[][src]Function chardetng_c::chardetng_encoding_detector_guess

#[no_mangle]
pub unsafe extern "C" fn chardetng_encoding_detector_guess(
    detector: *const EncodingDetector,
    tld: *const u8,
    tld_len: usize,
    allow_utf8: bool
) -> *const Encoding

Guess the encoding given the bytes pushed to the detector so far (via chardetng_encoding_detector_feed()), the top-level domain name from which the bytes were loaded, and an indication of whether to consider UTF-8 as a permissible guess.

The tld argument takes the rightmost DNS label of the hostname of the host the stream was loaded from in lower-case ASCII form. That is, if the label is an internationalized top-level domain name, it must be provided in its Punycode form. If the TLD that the stream was loaded from is unavalable, NULL may be passed instead (and 0 as tld_len), which is equivalent to passing pointer to "com" as tld and 3 as tld_len.

If the allow_utf8 argument is set to false, the return value of this function won't be UTF_8_ENCODING. When performing detection on text/html on non-file: URLs, Web browsers must pass false, unless the user has taken a specific contextual action to request an override. This way, Web developers cannot start depending on UTF-8 detection. Such reliance would make the Web Platform more brittle.

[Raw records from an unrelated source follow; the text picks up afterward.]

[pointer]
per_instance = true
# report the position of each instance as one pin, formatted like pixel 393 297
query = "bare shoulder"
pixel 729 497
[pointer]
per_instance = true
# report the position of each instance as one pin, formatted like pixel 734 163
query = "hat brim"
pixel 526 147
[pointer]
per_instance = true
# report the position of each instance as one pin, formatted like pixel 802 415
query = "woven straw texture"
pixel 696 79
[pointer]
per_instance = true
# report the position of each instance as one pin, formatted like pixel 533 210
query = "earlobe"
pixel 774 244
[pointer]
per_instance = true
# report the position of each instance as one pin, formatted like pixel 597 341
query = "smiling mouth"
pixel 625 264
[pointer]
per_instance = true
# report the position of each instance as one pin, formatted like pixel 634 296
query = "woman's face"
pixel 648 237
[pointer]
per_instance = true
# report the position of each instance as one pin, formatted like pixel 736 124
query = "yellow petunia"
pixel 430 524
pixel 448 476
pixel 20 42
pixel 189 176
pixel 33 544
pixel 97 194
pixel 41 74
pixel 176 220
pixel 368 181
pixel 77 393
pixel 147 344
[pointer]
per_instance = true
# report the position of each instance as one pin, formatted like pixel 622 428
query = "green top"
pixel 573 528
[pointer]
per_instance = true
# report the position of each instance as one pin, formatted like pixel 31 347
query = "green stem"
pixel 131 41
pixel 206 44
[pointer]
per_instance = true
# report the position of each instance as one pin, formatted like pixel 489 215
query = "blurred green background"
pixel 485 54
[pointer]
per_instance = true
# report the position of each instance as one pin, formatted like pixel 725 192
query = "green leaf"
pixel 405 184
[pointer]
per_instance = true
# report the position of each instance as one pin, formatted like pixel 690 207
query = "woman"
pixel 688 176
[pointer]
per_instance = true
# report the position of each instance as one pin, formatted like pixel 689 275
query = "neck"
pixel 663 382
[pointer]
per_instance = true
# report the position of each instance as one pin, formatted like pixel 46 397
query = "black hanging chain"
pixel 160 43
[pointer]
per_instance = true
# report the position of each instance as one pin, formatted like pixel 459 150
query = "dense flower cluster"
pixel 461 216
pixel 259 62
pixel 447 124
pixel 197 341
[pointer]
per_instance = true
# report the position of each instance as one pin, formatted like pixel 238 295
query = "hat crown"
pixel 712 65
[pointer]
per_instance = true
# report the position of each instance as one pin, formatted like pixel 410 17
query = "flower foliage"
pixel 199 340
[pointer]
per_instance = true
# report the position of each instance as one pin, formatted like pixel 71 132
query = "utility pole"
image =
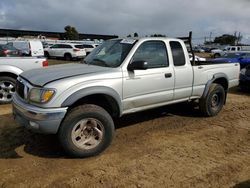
pixel 210 37
pixel 238 38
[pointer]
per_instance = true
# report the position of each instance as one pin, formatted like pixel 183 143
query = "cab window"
pixel 152 52
pixel 178 53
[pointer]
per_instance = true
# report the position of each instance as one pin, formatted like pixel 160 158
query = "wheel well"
pixel 105 101
pixel 67 53
pixel 9 74
pixel 223 82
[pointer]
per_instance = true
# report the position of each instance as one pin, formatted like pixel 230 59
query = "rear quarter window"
pixel 177 53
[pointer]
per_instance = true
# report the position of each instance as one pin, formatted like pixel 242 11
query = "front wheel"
pixel 67 57
pixel 7 89
pixel 86 131
pixel 212 104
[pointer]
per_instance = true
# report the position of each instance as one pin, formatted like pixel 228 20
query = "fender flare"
pixel 208 84
pixel 93 91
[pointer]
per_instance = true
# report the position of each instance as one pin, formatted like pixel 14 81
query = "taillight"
pixel 76 49
pixel 45 63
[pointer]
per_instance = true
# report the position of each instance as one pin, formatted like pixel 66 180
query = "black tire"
pixel 7 89
pixel 85 113
pixel 217 55
pixel 46 54
pixel 67 57
pixel 212 104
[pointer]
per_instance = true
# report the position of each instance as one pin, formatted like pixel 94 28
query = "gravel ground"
pixel 168 147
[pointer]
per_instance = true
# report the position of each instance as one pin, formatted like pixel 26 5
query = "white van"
pixel 29 47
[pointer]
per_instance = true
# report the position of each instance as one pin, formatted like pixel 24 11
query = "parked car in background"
pixel 88 48
pixel 32 48
pixel 245 78
pixel 46 45
pixel 79 102
pixel 8 51
pixel 216 53
pixel 10 68
pixel 68 51
pixel 241 57
pixel 198 49
pixel 197 58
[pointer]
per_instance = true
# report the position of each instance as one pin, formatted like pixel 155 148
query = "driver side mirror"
pixel 138 65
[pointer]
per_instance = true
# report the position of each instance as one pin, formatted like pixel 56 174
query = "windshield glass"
pixel 231 55
pixel 111 53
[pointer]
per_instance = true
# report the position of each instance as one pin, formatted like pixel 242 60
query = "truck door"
pixel 183 71
pixel 142 88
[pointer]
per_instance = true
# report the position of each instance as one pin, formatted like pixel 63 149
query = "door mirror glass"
pixel 138 65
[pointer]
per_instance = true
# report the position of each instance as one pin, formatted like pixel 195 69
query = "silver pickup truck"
pixel 10 68
pixel 79 101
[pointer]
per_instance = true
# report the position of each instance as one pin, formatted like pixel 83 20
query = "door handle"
pixel 168 75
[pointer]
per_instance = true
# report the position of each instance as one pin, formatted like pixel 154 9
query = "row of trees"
pixel 226 39
pixel 153 35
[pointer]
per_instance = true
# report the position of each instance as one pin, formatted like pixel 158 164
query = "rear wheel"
pixel 67 57
pixel 216 55
pixel 7 89
pixel 212 104
pixel 86 131
pixel 46 54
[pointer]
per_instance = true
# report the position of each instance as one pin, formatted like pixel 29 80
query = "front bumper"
pixel 37 119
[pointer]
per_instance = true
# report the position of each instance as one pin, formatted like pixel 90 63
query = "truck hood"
pixel 42 76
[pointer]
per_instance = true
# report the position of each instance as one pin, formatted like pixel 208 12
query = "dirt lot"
pixel 167 147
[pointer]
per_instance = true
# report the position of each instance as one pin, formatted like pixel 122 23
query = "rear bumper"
pixel 37 119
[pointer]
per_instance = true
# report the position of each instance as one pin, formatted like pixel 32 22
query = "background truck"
pixel 78 102
pixel 32 48
pixel 10 68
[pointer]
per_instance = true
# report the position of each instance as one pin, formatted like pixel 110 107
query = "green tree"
pixel 226 39
pixel 71 33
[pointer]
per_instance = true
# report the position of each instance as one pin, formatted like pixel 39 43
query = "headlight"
pixel 41 95
pixel 243 71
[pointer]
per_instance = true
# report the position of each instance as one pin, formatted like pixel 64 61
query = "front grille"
pixel 20 88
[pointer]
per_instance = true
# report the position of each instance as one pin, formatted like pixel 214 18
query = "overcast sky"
pixel 122 17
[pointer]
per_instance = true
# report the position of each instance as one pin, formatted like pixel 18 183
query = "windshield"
pixel 111 53
pixel 233 55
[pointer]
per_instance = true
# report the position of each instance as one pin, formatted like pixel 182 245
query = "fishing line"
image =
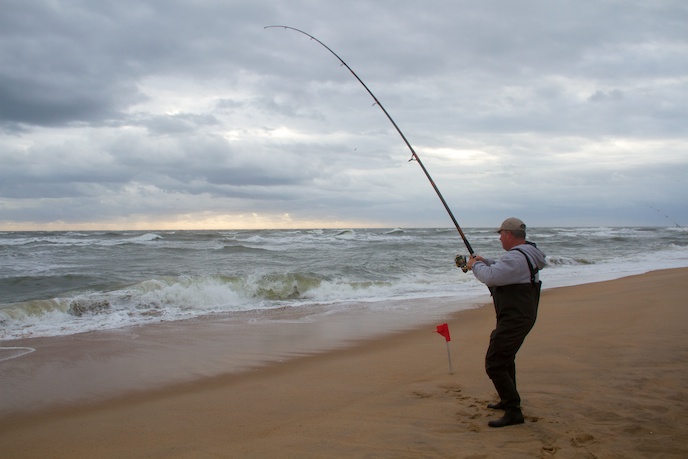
pixel 414 155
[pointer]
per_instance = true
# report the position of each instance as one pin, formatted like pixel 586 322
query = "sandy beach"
pixel 604 374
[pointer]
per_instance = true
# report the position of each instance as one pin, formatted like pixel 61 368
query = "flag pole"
pixel 444 331
pixel 451 372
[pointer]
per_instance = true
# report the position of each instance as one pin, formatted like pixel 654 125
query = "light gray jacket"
pixel 512 268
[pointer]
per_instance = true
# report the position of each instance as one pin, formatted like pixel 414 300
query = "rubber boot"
pixel 511 417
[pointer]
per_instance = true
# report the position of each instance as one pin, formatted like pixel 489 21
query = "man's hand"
pixel 473 260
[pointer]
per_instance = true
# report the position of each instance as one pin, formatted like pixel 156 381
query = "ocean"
pixel 68 283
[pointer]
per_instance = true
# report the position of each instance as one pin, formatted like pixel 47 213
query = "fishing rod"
pixel 414 156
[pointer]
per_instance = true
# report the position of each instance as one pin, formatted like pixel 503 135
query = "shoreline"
pixel 603 373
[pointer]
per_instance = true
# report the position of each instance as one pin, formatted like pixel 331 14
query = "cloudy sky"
pixel 172 114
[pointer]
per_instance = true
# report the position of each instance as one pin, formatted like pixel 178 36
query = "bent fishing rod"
pixel 414 155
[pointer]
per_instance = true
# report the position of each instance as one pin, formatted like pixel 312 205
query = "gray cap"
pixel 512 224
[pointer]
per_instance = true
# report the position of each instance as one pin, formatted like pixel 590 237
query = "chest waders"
pixel 516 308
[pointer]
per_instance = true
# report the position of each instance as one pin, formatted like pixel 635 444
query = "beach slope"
pixel 604 373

Returns the guessed encoding (never NULL).

Panics

If tld is NULL but tld_len is not zero.

If tld contains non-ASCII, period, or upper-case letters. (The panic condition is intentionally limited to signs of failing to extract the label correctly, failing to provide it in its Punycode form, and failure to lower-case it. Full DNS label validation is intentionally not performed to avoid panics when the reality doesn't match the specs.)

Undefined Behavior

UB ensues if

  • detector does not point to a detector obtained from chardetng_detector_new but not yet freed with chardetng_detector_free.
  • tld is non-NULL and tld_len is non-zero but tld and tld_len don't designate a range of memory valid for reading.